在不耗尽内存的情况下迭代Mongo结果


Iterate over Mongo results without running out of memory

我需要在每个文档的名称/描述/标签等中找到关键字,如果找到则删除它们。我是Mongo的新手,所以我在现有的代码库中使用类似的脚本。首先,获取MongoCursor,并且只获取我们要检查的字段:

    /** @var MongoCursor $products */
    $products = $collection->find(
        ['type' => ['$in' => ['PHONES', 'TABLETS']], 'supplier.is_awful' => ['$exists' => true]],
        ['details.name' => true, 'details.description' => true]
    );

然后,遍历每个文档,然后检查我们感兴趣的值的每个属性:

/** @var 'Doctrine'ODM'MongoDB'DocumentManager $manager */
$manager = new Manager();
foreach ($products as $product) {
    // Find objectionable words in the content and remove these documents
    foreach (["suckysucky's", "deuce", "a z z"] as $word) {
        if (false !== strpos(mb_strtolower($product['details']['name']), $word)
          || false !== strpos(mb_strtolower($product['details']['description']), $word)) {
                $object = $manager->find('App'Product::class, $product['_id']);
                $manager->remove($object);
        }
    }
}
// Persist to DB
$manager->flush();

问题是数据库有数十万条记录,并且看起来在MongoCursor上迭代,内存使用量越来越大,直到耗尽:

Now at (0) 20035632
Now at (100) 24446048
Now at (200) 32190312
Now at (300) 36098208
Now at (400) 42433656
Now at (500) 45204376
Now at (600) 50664808
Now at (700) 54916888
Now at (800) 59847312
Now at (900) 65145808
Now at (1000) 70764408

是否有一种方法可以让我迭代MongoCursor而不会耗尽内存(我曾尝试在不同的点取消设置各种对象,但没有运气)?或者,这是可以直接在Mongo中运行的查询吗?我看过文档,我看到了$text的一些希望,但看起来我需要在那里有一个索引(我没有),每个集合只能有一个文本索引。

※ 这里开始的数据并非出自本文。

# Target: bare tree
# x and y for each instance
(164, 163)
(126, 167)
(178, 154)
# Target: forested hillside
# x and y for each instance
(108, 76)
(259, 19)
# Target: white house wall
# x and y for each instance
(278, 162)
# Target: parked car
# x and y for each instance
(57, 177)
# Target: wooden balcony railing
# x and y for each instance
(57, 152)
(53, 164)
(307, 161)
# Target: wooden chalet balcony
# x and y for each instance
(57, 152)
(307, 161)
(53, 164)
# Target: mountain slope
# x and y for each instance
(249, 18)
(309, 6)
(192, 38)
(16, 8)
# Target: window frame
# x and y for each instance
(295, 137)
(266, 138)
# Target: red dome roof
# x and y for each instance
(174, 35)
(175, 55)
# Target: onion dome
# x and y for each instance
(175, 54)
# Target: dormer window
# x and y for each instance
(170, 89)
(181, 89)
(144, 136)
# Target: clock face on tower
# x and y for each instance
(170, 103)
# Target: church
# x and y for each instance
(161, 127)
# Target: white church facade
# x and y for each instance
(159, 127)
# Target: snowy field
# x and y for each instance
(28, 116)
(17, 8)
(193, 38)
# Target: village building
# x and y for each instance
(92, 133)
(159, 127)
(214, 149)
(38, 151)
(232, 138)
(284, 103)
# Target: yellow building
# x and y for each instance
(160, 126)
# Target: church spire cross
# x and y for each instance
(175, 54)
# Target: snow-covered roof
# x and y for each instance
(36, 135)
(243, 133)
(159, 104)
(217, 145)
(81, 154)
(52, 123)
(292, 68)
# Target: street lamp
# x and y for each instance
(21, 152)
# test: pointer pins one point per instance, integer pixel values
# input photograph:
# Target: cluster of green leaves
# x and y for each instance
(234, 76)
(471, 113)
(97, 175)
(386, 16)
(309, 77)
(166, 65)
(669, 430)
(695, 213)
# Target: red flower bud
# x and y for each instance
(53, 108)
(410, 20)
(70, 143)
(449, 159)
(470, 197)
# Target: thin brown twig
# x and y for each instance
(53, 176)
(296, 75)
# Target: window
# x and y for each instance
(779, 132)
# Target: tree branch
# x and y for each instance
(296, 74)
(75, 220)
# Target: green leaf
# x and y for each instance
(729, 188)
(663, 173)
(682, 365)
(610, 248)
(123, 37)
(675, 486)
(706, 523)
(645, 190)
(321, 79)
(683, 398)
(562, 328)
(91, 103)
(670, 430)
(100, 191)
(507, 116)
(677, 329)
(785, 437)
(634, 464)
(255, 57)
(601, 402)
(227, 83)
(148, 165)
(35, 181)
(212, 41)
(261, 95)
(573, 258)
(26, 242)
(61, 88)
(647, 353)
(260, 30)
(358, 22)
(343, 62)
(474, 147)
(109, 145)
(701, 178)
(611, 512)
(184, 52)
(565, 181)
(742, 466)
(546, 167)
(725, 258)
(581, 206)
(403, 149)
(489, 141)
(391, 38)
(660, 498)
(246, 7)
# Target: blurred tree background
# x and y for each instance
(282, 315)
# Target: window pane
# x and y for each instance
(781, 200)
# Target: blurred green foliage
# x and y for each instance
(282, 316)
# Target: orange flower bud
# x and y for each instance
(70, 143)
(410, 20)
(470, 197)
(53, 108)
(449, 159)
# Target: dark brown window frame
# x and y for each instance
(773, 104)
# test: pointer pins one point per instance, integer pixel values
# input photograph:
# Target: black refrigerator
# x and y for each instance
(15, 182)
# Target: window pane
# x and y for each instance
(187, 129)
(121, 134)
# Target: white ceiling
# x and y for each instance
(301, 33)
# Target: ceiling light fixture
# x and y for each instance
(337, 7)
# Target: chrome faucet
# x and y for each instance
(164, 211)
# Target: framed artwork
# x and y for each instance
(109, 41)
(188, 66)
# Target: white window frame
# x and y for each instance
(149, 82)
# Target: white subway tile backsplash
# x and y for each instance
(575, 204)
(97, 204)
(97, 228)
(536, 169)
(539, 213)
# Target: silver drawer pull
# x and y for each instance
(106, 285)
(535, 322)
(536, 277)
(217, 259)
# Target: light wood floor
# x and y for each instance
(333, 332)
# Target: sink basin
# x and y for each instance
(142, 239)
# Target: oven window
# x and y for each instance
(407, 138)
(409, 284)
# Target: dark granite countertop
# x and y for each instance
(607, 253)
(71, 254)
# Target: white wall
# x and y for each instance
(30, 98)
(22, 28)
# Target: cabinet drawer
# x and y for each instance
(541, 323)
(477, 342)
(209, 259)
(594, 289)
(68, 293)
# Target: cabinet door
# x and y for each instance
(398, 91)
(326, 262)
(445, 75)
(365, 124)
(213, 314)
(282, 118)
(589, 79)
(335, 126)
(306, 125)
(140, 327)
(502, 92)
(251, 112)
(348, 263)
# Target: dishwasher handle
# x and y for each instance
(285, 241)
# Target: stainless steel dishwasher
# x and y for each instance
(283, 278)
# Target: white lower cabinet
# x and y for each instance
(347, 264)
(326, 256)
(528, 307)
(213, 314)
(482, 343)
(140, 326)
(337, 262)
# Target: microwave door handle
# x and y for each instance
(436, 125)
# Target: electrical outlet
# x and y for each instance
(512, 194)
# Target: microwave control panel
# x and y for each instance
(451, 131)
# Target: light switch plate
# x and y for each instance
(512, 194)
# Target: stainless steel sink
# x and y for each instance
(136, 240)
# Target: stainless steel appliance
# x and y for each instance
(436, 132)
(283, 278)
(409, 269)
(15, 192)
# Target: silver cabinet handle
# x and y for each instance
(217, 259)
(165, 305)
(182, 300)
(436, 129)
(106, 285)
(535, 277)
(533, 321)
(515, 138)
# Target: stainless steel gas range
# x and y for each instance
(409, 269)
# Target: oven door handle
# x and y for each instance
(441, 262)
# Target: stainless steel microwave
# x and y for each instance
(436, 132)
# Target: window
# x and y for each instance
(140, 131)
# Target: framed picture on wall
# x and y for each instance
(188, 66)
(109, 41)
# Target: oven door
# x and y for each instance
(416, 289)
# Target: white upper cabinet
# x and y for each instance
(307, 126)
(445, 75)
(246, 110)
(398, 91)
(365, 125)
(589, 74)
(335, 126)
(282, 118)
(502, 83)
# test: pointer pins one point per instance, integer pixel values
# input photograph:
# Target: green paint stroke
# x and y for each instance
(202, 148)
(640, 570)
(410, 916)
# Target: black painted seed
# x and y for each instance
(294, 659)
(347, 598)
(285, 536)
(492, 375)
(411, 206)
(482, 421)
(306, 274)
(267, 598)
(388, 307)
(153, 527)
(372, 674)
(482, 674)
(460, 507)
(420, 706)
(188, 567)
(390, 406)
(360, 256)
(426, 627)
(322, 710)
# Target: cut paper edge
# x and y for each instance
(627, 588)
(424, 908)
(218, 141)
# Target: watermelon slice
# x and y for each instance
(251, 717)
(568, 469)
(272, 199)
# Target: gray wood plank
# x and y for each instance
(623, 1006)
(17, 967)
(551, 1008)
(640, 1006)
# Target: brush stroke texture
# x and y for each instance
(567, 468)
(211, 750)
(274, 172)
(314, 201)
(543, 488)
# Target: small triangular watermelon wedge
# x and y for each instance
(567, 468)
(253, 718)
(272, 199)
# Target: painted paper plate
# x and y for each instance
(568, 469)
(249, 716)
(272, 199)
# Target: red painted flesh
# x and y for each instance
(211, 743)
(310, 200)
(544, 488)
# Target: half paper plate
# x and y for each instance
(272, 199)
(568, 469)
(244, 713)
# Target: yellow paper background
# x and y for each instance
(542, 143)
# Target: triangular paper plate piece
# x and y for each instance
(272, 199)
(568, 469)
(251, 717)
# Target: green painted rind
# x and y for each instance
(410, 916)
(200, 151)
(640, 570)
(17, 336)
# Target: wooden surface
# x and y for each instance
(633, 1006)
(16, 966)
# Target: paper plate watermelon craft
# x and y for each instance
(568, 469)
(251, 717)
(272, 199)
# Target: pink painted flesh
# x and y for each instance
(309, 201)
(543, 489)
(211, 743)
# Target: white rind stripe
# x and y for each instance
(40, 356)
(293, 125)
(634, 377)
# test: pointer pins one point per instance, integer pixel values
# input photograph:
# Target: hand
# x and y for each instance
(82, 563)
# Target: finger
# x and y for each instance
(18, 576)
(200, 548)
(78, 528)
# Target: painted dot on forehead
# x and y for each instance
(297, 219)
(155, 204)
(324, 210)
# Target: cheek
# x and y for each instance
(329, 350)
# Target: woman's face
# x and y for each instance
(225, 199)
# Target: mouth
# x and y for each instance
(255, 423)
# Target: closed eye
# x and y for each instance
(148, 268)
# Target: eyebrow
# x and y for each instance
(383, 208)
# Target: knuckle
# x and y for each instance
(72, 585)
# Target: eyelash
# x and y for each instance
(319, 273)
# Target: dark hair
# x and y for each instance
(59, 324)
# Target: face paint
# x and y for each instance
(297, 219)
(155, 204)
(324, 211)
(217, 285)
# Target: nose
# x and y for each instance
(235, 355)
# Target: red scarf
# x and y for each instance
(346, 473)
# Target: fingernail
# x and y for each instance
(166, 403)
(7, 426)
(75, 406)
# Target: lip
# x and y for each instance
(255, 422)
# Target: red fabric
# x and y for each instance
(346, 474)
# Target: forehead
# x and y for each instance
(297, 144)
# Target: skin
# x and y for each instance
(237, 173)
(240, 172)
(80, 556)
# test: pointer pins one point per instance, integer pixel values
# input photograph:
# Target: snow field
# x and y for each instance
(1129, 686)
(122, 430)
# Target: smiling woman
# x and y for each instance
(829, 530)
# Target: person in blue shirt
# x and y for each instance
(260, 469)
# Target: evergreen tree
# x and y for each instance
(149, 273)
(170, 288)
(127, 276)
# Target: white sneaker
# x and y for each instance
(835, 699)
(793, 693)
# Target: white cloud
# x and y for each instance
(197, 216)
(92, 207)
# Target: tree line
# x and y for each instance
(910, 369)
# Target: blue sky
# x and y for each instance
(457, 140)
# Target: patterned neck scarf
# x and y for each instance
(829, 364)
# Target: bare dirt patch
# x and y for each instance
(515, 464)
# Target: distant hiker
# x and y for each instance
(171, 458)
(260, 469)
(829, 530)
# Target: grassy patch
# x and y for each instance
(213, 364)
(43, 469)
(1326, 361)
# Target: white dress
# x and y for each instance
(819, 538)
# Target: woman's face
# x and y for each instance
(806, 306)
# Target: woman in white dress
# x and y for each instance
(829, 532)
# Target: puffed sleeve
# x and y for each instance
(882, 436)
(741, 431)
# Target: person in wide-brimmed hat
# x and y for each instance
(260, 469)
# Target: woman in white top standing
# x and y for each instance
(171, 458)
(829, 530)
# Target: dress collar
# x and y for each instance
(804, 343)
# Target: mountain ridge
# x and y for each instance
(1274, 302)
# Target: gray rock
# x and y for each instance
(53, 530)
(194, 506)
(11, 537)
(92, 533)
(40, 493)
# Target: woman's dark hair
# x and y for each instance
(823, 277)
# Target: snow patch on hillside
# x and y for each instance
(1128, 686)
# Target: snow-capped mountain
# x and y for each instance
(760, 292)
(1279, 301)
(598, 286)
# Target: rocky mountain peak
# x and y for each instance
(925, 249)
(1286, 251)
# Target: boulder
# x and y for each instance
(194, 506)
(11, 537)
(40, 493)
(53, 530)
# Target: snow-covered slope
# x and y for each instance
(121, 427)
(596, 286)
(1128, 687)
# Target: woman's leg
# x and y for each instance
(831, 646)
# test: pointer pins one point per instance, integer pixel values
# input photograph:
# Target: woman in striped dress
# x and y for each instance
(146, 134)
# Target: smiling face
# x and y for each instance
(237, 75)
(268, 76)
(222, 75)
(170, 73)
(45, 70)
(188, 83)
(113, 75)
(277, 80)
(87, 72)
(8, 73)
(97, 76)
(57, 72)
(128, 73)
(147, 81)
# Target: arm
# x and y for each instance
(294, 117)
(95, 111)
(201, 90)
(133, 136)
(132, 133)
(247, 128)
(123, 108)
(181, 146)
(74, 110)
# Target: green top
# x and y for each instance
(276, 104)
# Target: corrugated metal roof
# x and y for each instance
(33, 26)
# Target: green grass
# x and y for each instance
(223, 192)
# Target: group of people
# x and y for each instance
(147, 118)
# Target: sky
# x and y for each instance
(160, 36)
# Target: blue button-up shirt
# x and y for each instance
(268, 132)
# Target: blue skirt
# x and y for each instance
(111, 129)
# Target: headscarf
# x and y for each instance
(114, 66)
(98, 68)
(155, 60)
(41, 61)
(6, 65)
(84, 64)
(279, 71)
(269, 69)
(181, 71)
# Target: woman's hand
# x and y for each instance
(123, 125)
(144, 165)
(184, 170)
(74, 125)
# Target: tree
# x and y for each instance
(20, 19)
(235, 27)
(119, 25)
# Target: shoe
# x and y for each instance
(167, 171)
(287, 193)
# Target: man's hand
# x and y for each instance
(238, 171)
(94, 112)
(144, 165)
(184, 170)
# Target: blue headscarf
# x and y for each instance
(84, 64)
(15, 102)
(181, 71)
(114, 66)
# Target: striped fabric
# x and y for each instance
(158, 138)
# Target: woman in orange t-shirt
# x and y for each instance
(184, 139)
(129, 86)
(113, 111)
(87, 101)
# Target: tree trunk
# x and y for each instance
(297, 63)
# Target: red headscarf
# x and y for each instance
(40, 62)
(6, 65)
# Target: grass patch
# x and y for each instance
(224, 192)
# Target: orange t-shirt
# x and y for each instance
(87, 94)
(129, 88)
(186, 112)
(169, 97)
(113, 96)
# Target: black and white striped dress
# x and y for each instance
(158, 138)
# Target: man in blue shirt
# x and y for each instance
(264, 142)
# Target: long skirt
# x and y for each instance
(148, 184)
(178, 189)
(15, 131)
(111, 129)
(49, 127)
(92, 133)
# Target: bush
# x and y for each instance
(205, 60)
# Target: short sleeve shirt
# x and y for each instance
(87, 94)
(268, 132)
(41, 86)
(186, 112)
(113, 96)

您不需要全文索引来查找子字符串:正确的方法是使用正则表达式,然后只返回"_id"值,如:

$mongore = new MongoRegex("/suckysucky's|deuce|a z z/i")
$products = $collection->find(
    ['type' => ['$in' => ['PHONES', 'TABLETS']], 
     'supplier.is_awful' => ['$exists' => true],
     '$or': [['details.name' => $mongore],
             ['details.description' => $mongore]]]
    ['_id' => true]
);

我不确定确切的PHP语法,但关键是一个包含$或过滤器在两个字段上具有相同的mongodb regex。